A friend of mine threw a beer across the room and it bumped my MBP on the corner (I should add that I’m not drunk haha) . It was on at the time, no visible damage, carried on working fine. Then a bit later my browser crashed, force quit programs was just giving me a pinwheel so I did a hard reboot. I’ve been locked out since.
I have a nasty feeling it’s something to do with the HDD in my optibay. It has my whole home folder on it (which I assume contains library files relating to login??) and the beer hit right above it. I tried to go in and have a look but all I’ve managed to do is fuck the head up on one of the screws holding the caddy in and I simply don’t have the tools to take it out. My best guess is that maybe either the HDD is damaged or it’s become detached from the optibay, does anyone have any other ideas?
I’m worried about taking this to the genius bar since obviously the optibay isn’t an apple thing, but at the same time I don’t want to brick my laptop. PLEASE HELP ME!!!
Update: opened disk utility from the repair partition and did a repair on the HDD. It appears and doesn’t show any problems when running the repair, but I still can’t log in…
did the beer spill at all? that would of been a catastrophe! wasted beer.. haha
Yeah sounds like you might need to re-seat the connections on your SATA drive. Sometimes random shizz that that happens when it gets a bash or is dropped etc. Failing that maybe check out this forum and see what you can do (not sure if it will help you though)
An yet another update: when I first start disk utility it says the partition on the HDD is ‘not mounted’, but the disk still appears. I’m properly confused and worried right now.
Try booting to the repair partition and run the Password reset utility. Select your user account and repair ACL permissions. Then use the same utility to change your password. Maybe someones screwing with you and changed your user password while you weren’t looking?
I’m not sure how your hard drives are setup, relating to which has boot files and whatnot, but if you’re able to boot into the login screen, usually the problem isn’t hardware related from what i’ve seen.
Ok so I verified the disk, it told me to repair it then said it couldn’t repair it and I need to erase and restore. I have a time machine backup, but since my actual system and apps are on the SSD which is fine, what should I do? If I open time machine from the repair partition and select the HDD, it says ‘the system will be restored onto this disk’. Does that mean it’ll duplicate my whole system onto the HDD? I doubt there’s even space for it.
Is there a way to just erase and restore what was on the HDD?
Problem is since I can’t actually log in I can’t select specific files, only a full restore.
the OS is fine (it’s on the SSD) it’s just the home folder which is missing. I’ve set it going doing a full restore which I imagine will copy both drives onto the HDD. If I delete the erroneous SSD copy, do you think the directory will have any idea where anything is?

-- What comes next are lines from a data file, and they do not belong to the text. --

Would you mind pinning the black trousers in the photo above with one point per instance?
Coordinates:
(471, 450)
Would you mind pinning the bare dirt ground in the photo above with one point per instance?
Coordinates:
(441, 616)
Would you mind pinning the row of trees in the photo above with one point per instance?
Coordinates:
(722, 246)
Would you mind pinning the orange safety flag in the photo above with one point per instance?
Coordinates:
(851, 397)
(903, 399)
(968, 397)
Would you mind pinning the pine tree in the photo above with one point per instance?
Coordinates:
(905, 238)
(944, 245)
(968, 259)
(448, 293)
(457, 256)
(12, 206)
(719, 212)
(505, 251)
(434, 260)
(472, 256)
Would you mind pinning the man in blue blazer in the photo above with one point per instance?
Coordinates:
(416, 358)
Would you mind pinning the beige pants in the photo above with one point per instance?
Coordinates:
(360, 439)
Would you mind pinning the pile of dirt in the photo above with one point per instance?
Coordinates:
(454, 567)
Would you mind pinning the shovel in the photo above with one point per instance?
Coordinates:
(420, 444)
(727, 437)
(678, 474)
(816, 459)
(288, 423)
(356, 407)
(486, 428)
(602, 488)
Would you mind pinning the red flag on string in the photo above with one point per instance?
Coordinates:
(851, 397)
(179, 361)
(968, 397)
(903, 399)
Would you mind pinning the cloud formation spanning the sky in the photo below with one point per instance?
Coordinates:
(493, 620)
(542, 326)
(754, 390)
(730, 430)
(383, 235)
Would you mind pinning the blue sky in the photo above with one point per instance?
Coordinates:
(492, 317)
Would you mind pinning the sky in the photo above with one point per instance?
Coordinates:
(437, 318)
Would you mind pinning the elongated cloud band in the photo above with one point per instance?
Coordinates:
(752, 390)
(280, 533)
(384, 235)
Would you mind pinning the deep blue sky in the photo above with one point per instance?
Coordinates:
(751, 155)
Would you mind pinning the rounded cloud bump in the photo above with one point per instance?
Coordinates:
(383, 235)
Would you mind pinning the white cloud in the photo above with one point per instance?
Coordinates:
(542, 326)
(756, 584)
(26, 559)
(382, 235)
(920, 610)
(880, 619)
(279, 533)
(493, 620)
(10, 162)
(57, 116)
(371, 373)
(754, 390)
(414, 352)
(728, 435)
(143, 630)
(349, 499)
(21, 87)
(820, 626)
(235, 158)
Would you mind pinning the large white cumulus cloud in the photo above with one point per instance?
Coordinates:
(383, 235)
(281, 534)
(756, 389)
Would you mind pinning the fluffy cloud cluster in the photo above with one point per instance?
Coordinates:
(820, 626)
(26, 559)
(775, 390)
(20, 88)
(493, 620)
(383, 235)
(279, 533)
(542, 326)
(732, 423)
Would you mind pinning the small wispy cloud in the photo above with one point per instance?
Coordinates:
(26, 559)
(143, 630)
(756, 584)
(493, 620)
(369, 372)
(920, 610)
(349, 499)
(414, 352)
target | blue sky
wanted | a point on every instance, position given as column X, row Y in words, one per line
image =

I really hope there’s space and it doesn’t just run the whole lot then come up with a ‘you need another 5MB’ error at the end.
If you can think of a better option please do let me know, this thing reckons it’ll be running for another 20 hours yet so if there’s a better solution I’d love to give it a crack!
New question, cross posted from the macrumors forum:
[quote]I’ll try and keep this as brief as possible. (tl;dr version: My library folder is on the wrong drive. How can I move it?)
About 18 months ago I switched the HDD in my mid 2009 MBP for an SSD and replaced the optical drive with a larger HDD for storage, which I then moved my home folder onto (though of course not the library folder).
This weekend the HDD got corrupted and I had to do a full erase/restore through time machine, and until I had reformatted the HDD I could not even log in. Once I had erased it I could log in again, but although the old library folder still exists on the boot SSD, it has replaced the (of course now missing until my TM restore is complete) home folder with a new one on the HDD and set up a new default library folder.
I could copy the old library files into the new folder, but I’d prefer to have the library on the SSD, so what I want to know is how would I get OSX to recognise the old library? Or if I just updated the new one, could I move it?
I know moving the library is a bit of a minefield, so I’m hoping one of you can help![/quote]
Thanks for the advice guys, I think I’ve sorted the problem (at least I hope so). I was getting confused by the fact that there’s a difference between the user library and the system library, so now I’ve managed to log in by erasing the HDD and restored the home folder, most things seem back to normal. Strangely I had to hold option while booting to manually select the SSD as the boot drive (even though that’s the only volume with an OS installed on it), but I’ve left it shut down all day while I’m at uni and when I get home I’ll see if that was a one off.